The scope of the work would encompass 40 acres of land stretching from Hartford to parts of Wethersfield.
The resolution-authored by Democratic Mayor Paul Montinieri and Republican Minority Leader Mike Rell-calls for a more collaborative process between CAA and residents and officials of both towns, while acknowledging the safety concern posed by consultants who spoke before a sizable crowd in Council Chambers January 12.
“The Council does understand there are FAA requirements in safety however any movement on this needs to be more properly vetted,” Montinieri said during Tuesday’s meeting. “The facts need to be corrected, and public hearings need to be provided.”
During the meeting-which featured a lengthy open ended question portion-residents and officials of both towns alike expressed concerns regarding environmental impact, noise pollution, and whether or not taking any action would be overly preemptive given uncertainties as to whether the city-with its controlling stake-will ultimately opt for a new direction for the site.
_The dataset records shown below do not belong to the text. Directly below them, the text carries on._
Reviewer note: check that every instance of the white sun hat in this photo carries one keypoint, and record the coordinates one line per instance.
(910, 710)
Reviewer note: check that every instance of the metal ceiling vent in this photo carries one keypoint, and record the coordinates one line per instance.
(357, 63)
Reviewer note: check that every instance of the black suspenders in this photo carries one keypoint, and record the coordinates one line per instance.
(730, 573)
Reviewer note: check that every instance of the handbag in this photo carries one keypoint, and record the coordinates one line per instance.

The airport-a tax exempt entity-is worth around $1.6 million in yearly tax revenue.
Hartford residents, environmental advocates, and even government officials-such as Mayor Luke Bronin-said that the meeting could have been better publicized, particularly to members of their community.
“I think the city of Hartford should have known more about it and voice their concerns prior to that night’s meeting,” Rell said. “I believe a full vetting of the selective tree clearing is in order.”
Rell called for a joint public hearing to be held for residents of Wethersfield, Hartford, East Hartford, and Glastonbury.
Meanwhile, CAA consultants have laid out what is referred to as a “modified” approach-said to be the middle ground between going for full blown removal and doing nothing-characterized by what is known as “selective thinning”.
Essentially, approach space areas will be targeted for the removal of overgrown of “mature” trees, with the work to take place-to varying degrees-to clear the penetration leading to the site’s three runways.
But one meeting goer-Hartford Tree Advisory Commission Chair Jack Hale-calculated an impact estimate of 26,000 trees using an iTree software app.
Consultants said that the process is only in its infancy-with CAA needing the greenlight from both the NEPA and the CEPA to proceed with design, review, and property easements-and that the plan is to hold additional public meetings, including full hearings in Hartford.
A 2012 Federal Aviation Administration (FAA) study deeming the tree penetration a hazard prompted CAA’s pursuit of a remedy, and doing nothing about it “is not an option”, consultants said.
But pilots could avoid the tree penetration areas altogether if they were to route their pre-landing paths away from airspace over heavily residential areas-as suggested by airport guidelines-said State Representative Tony Guerrera during the meeting.
Consultants said that CAA-if it proceeds with the work-would have to shape the work scope and methodology around still to be assessed environmental factor such as the presence of endangered bird and other wildlife species, as well as potential impact to wetlands.